Anthony Fauci, director of the National Institute of Allergy and Infectious Diseases, speaks during a press conference in the James S. Brady Press Briefing Room at the White House in Washington, DC, April 13, 2021.
Leigh Vogel | UPI | Bloomberg | Getty Images
Early studies suggest that the Omicron variant, while highly transmissible, causes fewer serious illnesses than the deadly Delta strain of the coronavirus, said Dr. Anthony Fauci on Wednesday.
“All evidence suggests Omicron is less severe than Delta,” said Fauci, chief health advisor to President Joe Biden and director of the National Institute of Allergy and Infectious Diseases, during a White House press briefing on Covid.
“The data are encouraging, but preliminary in many ways,” said Fauci.
But “we shouldn’t get complacent,” he said, because the “extremely high incidence” of Omicron cases could still overwhelm some health systems, even if the new variant causes fewer hospital stays on average.
“The risk of serious illness from any circulating variant, including Omicron, is much, much higher for those who have not been vaccinated,” added Fauci. “And so, adults and children who are eligible will be vaccinated, and vaccinated people will be upgraded if they are eligible.”
Fauci’s analysis came when Covid cases fueled by the rapid spread of Omicron hit record highs in many countries, including the United States. However, hospital stays usually delay new infections by several days.
Fauci said, “the pattern and discrepancy between cases and hospitalizations strongly suggest that the hospital-to-case ratio will be lower as the situation clears up.”
More children are being infected with Omicron, Fauci said. However, he noted that “many children are hospitalized with Covid, as opposed to Covid,” adding that a final decision has not yet been made on the severity of the variant in children.
The Omicron variant also shows “some degree of immune evasion” from antibodies, including those induced by currently available vaccines, Fauci said.

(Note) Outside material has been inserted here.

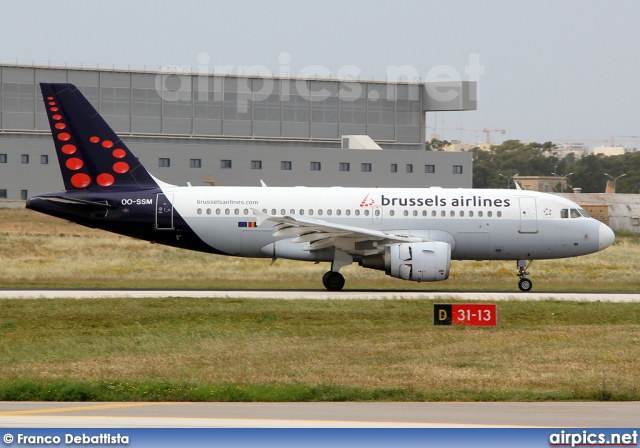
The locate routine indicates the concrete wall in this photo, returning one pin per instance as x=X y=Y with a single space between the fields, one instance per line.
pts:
x=35 y=177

But booster shots “bring that level of protection back to a level that approximates what it was before,” he said.
“Boosters are therefore crucial to optimally shape our approach for Omicron,” said Fauci.
He then highlighted some recent data collected from South Africa, the UK and the US, all of which suggest a lower risk of hospitalization or death from Omicron compared to other waves of Covid.
The South African study also showed fewer intensive care unit admissions, fewer patients in need of supplemental oxygen, and shorter hospital stays for Omicron cases compared to infections from previous waves of the virus, Fauci said.
Meanwhile, a study by the UK Health Security Agency showed that the risk of hospitalization for omicron infection is about 40% of the risk of the Delta variant, Fauci noted.
Data from another study from Imperial College London “shows an overall significant reduction in hospitalization risk for Omicron compared to Delta,” said Fauci.